Further, when failures or inefficient performance occurs, detecting and isolating the root causes is again a challenging, but critical task. This proposal focuses on efficiently operating these networks and developing tools to detect anomalies, both using machine learning techniques. The goal of this proposal is to develop algorithms based on online learning, Bayesian optimization and deep learning for parameter tuning and anomaly detection.
Building on partnerships with major cellular providers and the use of real data-traces and testbeds, our algorithms and approaches have real-world impact. The research outcomes are incorporated into the graduate and undergraduate curriculum.

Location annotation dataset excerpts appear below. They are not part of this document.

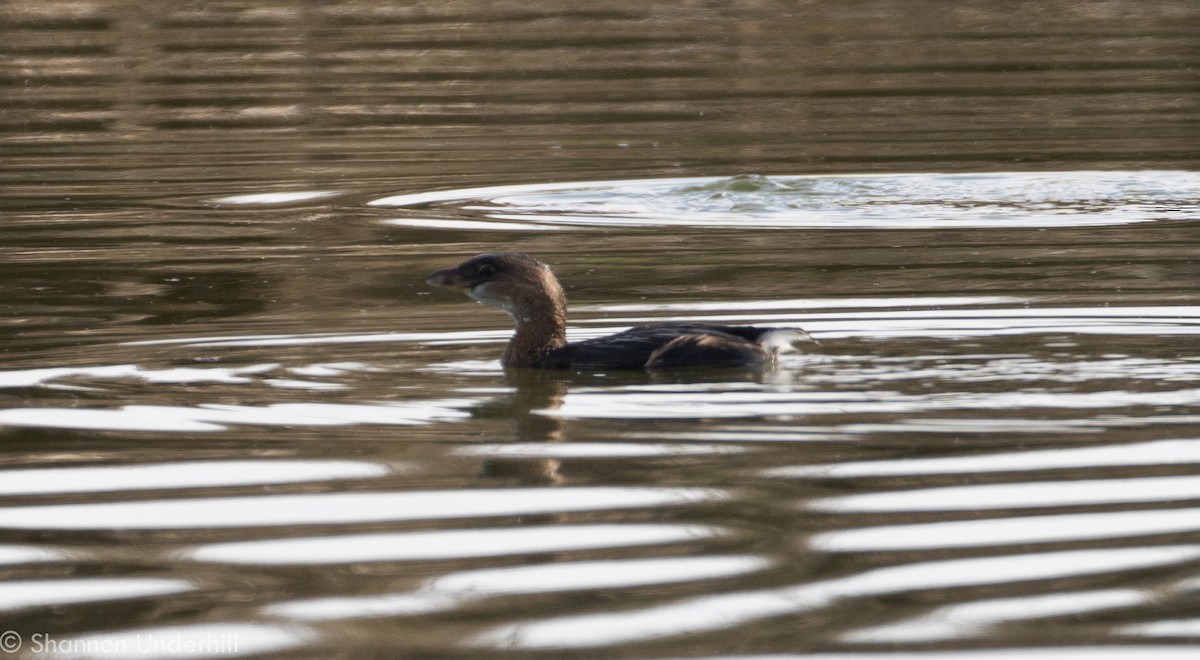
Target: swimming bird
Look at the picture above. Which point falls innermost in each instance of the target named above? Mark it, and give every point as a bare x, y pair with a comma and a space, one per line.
528, 291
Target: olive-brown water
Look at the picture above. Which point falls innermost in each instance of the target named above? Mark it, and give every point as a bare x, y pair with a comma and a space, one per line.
237, 421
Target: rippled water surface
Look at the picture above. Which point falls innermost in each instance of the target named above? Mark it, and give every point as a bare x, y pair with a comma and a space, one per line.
235, 421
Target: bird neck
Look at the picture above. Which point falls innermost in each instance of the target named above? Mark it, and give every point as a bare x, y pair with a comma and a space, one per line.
541, 325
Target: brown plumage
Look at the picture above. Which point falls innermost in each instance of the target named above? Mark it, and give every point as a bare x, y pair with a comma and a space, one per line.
528, 291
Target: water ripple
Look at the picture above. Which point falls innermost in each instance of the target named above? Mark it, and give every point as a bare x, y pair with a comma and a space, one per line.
1037, 199
342, 508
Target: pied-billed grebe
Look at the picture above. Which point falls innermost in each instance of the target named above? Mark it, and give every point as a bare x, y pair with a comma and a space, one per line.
528, 292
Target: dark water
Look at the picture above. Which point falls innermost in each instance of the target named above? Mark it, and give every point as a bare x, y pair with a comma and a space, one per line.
235, 421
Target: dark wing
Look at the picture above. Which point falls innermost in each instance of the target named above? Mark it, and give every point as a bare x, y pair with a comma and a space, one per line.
707, 351
635, 348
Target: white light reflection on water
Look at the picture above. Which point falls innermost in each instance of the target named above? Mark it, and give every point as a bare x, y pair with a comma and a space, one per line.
342, 508
275, 197
1020, 653
205, 640
593, 450
449, 544
1135, 454
39, 593
181, 475
1036, 199
1003, 532
28, 378
730, 610
459, 588
1017, 496
1169, 628
976, 618
216, 417
729, 401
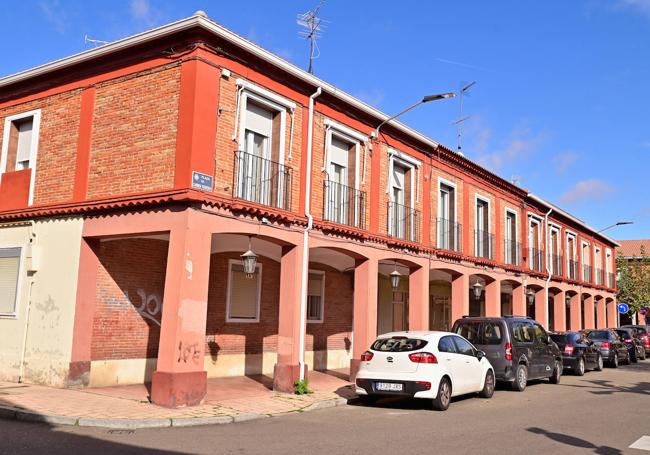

Using domain knowledge in wireless theory and systems and machine learning, this project develops sample-efficient online learning methods to optimize multi-dimensional tuning parameters in a single cellular base station, and then apply transfer learning to further support distributed and cooperative parameter tuning for multiple base stations. Moreover, it designs deep compressive sensing for anomaly detection and diagnosis in cellular networks.
These thrusts are complementary to each other: anomaly detection helps to provide safety checking during parameter tuning while insights gained from parameter tuning also helps disambiguate and diagnose anomalies. A combination of real traces from a major US cellular network, simulation, and testbed experiments is used to validate the design.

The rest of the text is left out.